The truth is that the levy of a duty may have no influence at all on domestic price; or it may raise the price of the dutiable commodity by its full amount; or it may have an effect intermediate between these extremes.[1]
(1) The first case is the simplest. A duty on a commodity which is produced within the country as cheaply as without, and sold as cheaply, ordinarily has no effect whatever. Of such levies there has been a plenty in our tariff history. Those on the staple agricultural products are the most familiar and conspicuous. In the log-rolling which is an almost universal concomitant of protective tariffs, the notion that a duty will surely be of benefit to domestic producers has caused our farming sections to insist on "their share" of the going favors, and to accept, nay demand, duties on wheat, corn, meat and meat products, which yet have been quite without industrial effect.
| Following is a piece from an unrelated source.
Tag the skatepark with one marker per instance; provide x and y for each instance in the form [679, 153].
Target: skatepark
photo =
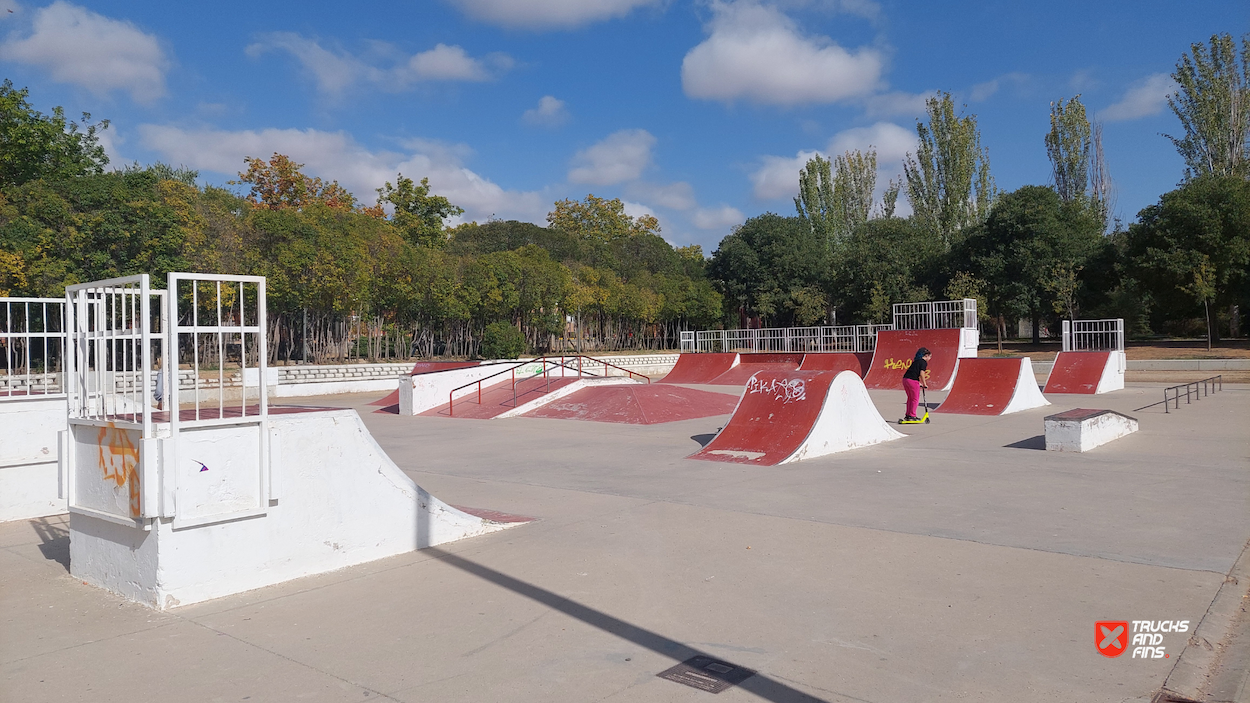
[958, 559]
There has been no more striking illustration of the average farmer's naïve state of mind on this subject than the bitter opposition aroused by the reciprocity treaty with Canada which the Taft administration proposed in 1910–11. The free admission of wheat contemplated by that treaty was supposed to portend disaster to the wheat growers of the northwest; though it was known to all the world that wheat was exported both from the United States and from Canada, and that it was the same in price (allowing for cost of transportation) in these two countries and in England. The range of commodities subjected to duties yet not at all affected by them, has been very wide, including not only agricultural staples, but many manufactured articles.
(2) The second case—that in which the price of the commodity rises by the full amount of the duty—is found when imports continue after its imposition. Nevertheless it is not so easy as may seem at first sight, to determine just how conclusive is the evidence from the fact of importation. It will appear, as we proceed in the discussion, that qualifications of various sorts need to be borne in mind.
- ↑ In this analysis I follow the method of Albert Gallatin, in his Free Trade Memorial of 1831; reprinted in the collection which I have edited, State Papers and Speeches on the Tariff, pp. 122–123.